The soldier stopped struggling minutes later, unconscious.
The two men rushed back to the lab but Anabia Nassif had vanished. They found the major still slumbering on his feet and the air vent cover dangling innocently.
Nassif had gone back through the vents.
8
Dr. Nassif dropped down the vents. Liam and Borodin came in through the door, confusing the rest of the crew so much.
And Nassif was carrying much more than he had taken the first time.
“I took the liberty of the major's somnolence,” he explained. “There is so much in that lab, we should go back.”
“Shush!” Olivia put her hand over the doctor's mouth.
Ted Cooper was rousing. The professor’s eyelids fluttered as if in a dream. He mumbled. His hands grabbed the air as if there was something invisible there. Then they flopped back beside him.
“Keep your voices down,” Miller said. “Come on, let’s begin.”
Nassif sat down at a makeshift desk that comprised the lowest bed and Nicolai’s boxes as a chair. He started sifting through the papers they took from the lab. With the microscope set up on the floor, he commenced testing the fluids in the tubes.
Meanwhile, a further idea had occurred to Professor Peter Williams.
“The U-boat, we can get to the U-boat too,” he said, looking at Miller. “We may never get the chance again.”
The billionaire agreed.
“Nicolai?”
“Yes I’m ready.”
Itay Friedman said he’d go with the Russian.
“No, Itay. You stay here.” Miller glanced at the sleeping Miller. “Protect the doctor.”
The bodyguard nodded. When he pulled up his parka two guns stuck out from his belt. Liam Murphy’s mouth dropped open.

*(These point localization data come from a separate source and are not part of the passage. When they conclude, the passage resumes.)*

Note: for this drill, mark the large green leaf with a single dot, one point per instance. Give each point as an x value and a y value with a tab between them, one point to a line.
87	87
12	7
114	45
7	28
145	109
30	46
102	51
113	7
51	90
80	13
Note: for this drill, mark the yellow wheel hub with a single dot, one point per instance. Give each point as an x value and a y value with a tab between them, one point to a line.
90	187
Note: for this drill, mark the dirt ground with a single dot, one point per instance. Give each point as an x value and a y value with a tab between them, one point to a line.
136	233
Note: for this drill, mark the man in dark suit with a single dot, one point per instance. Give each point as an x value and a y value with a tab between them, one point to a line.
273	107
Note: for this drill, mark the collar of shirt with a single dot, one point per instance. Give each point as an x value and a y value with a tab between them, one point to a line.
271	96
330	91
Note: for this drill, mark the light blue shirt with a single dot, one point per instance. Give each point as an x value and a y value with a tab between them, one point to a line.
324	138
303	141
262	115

“You’ve had those guns all this time? Come on, man, we almost got killed,” Liam said.
Friedman said the guns had no silencers. “Only for desperate moments,” he added.
Nicolai took a bar, two wrenches, and a couple of bolts and nuts. He and Borodin went out the door.
Ted Cooper grumbled in his sleep again.
The sentry that tried to stop the laboratory theft was still lying on the floor when they went by. The side of his head where Borodin’s wrench had hit him was now a purplish bruise. He was sprawled on the floor, shaped like the cross on the swastika.